This issue tracker has been migrated to GitHub, and is currently read-only.
For more information, see the GitHub FAQs in the Python's Developer Guide.

classification
Title: zlib decompress as_bytearray flag
Type: enhancement Stage:
Components: Extension Modules Versions: Python 3.6
process
Status: open Resolution:
Dependencies: Superseder:
Assigned To: Nosy List: llllllllll, martin.panter, nadeem.vawda, twouters
Priority: normal Keywords: patch

Created on 2016-02-18 04:08 by llllllllll, last changed 2022-04-11 14:58 by admin.

Files
File name Uploaded Description Edit
zlib.patch llllllllll, 2016-02-18 04:08 review
Messages (4)
msg260424 - (view) Author: Joe Jevnik (llllllllll) * Date: 2016-02-18 04:08
Adds a keyword only flag to zlib.decompress and zlib.Decompress.decompress which marks that the return type should be a bytearray instead of bytes.

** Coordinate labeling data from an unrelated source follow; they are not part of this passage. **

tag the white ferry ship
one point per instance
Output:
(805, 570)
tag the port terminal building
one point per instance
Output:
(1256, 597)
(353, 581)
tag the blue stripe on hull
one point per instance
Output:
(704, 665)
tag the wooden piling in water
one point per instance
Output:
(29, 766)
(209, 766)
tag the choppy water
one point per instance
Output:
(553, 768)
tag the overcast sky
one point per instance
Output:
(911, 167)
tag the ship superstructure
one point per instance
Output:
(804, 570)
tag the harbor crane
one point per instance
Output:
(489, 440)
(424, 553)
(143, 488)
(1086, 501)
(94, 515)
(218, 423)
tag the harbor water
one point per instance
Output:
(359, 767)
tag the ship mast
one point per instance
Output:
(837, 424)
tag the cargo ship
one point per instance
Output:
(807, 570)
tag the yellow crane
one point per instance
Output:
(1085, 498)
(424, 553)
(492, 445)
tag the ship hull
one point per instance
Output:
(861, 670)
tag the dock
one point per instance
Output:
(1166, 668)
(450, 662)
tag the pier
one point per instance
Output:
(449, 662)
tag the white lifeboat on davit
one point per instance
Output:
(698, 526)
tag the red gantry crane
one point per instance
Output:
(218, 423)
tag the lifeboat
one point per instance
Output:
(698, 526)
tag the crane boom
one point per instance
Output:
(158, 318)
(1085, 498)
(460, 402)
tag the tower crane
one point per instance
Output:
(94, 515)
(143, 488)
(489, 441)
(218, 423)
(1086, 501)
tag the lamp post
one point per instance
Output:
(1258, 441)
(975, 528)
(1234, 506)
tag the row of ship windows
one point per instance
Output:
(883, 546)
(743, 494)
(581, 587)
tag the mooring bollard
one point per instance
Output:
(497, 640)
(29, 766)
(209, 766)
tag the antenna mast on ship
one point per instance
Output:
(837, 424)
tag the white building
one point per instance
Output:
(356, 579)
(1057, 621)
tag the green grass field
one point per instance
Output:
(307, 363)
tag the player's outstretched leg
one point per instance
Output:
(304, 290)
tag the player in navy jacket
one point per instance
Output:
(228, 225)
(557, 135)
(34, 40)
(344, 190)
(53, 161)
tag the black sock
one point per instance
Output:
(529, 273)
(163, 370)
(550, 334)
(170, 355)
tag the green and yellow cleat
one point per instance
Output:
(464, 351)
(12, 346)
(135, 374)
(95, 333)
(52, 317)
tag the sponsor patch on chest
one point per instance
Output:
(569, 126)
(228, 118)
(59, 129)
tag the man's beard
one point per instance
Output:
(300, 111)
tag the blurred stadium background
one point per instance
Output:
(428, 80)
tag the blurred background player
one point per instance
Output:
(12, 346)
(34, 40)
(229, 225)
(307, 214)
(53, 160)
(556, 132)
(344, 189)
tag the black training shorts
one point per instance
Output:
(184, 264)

The use case for this is reading compressed data into a mutable array to do further operations without requiring that the user copy the data first. Often, if a user is choosing to compress the data there might be a real cost to copying the uncompressed bytes into a mutable buffer.

The impetus for this change comes from a patch for Pandas (https://github.com/pydata/pandas/pull/12359). I have also worked on a similar feature for blosc, another popular compression library for python (https://github.com/Blosc/python-blosc/pull/107).

My hope is to fix the hacky solution presented in the pandas patch by supporting this feature directly in the compression libraries.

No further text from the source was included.